A New England Style Shrimp Boil

My friend, Kristin, cooked up this classic shrimp boil for Rob and I a few years back and the meal always stuck with me. This dish is New England on a plate. It is a mix of shrimp, corn, red potatoes, spicy sausage, and the perfect broth seasoned with Old Bay. Kristin served it by pouring the shrimp boil directly on a paper tablecloth and we all dove right in. It was impressive! The meal itself brings back the best memories for me of eating with good friends on a warm summer night talking about everything to come. At the time, it was Baby #2.

We invited my parents over for Memorial Day Weekend and this meal was first on my list to try to recreate. The recipe is adapted from Food Network’s Shrimp Boil Recipe and it came out exactly like I remembered. The corn, potatoes, and shrimp soaked in the old bay, lemon, and thyme seasoning and the sausage added a little bit of spice.
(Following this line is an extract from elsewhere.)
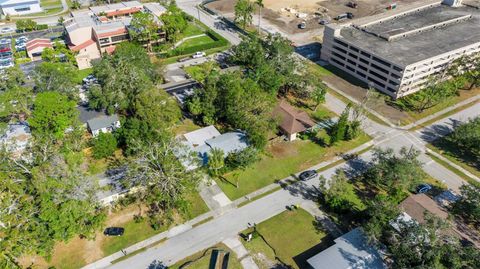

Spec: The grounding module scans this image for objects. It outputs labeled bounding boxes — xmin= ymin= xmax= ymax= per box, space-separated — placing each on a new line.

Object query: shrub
xmin=93 ymin=133 xmax=117 ymax=159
I served it with fresh ciabatta rolls and we finished off our meal with baked berry pie and vanilla ice cream.


Ingredients

2 lemons, halved, plus wedges for serving

1/2 cup Old Bay Seasoning

8 cloves garlic, smashed

1 large red onion, quartered

6 sprigs fresh thyme

1 pound baby red potatoes

4 ears corn, husked and snapped in half

1 1/4 pounds large shrimp, unpeeled

2 tablespoons unsalted butter

1 package andouille sausage (I used cajun-style)
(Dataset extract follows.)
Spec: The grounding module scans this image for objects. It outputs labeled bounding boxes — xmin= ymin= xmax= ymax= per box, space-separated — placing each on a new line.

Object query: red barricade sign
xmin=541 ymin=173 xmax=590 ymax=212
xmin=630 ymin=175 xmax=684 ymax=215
  1. Preheat oven to 350 degrees. Once preheated, add the sausage and cook for 20 minutes.
  2. Fill pot with 4 quarts of water. Squeeze lemon juice into water and then add lemon halves to the pot. Add onion.
  3. Tie the thyme sprigs together and add to the pot. Cover and bring to a boil. Once boiling reduce to a simmer and cook about 5 more minutes.
  4. Add the potatoes to the pot and cook for 15 minutes. Add corn and cook for 5 more minutes.
  5. Add shrimp to the pot, cover, and cook until shrimp are opaque – about 3 minutes.
  6. Transfer the shrimp and vegetables with slotted spoon to a large serving bowl. Add butter and 1 1/2 cups broth and toss.
  7. Serve with extra lemon wedges and broth. You can eat directly from serving bowl, pour onto large platter or directly onto paper tablecloth. Add some fresh bread as a side and dive in!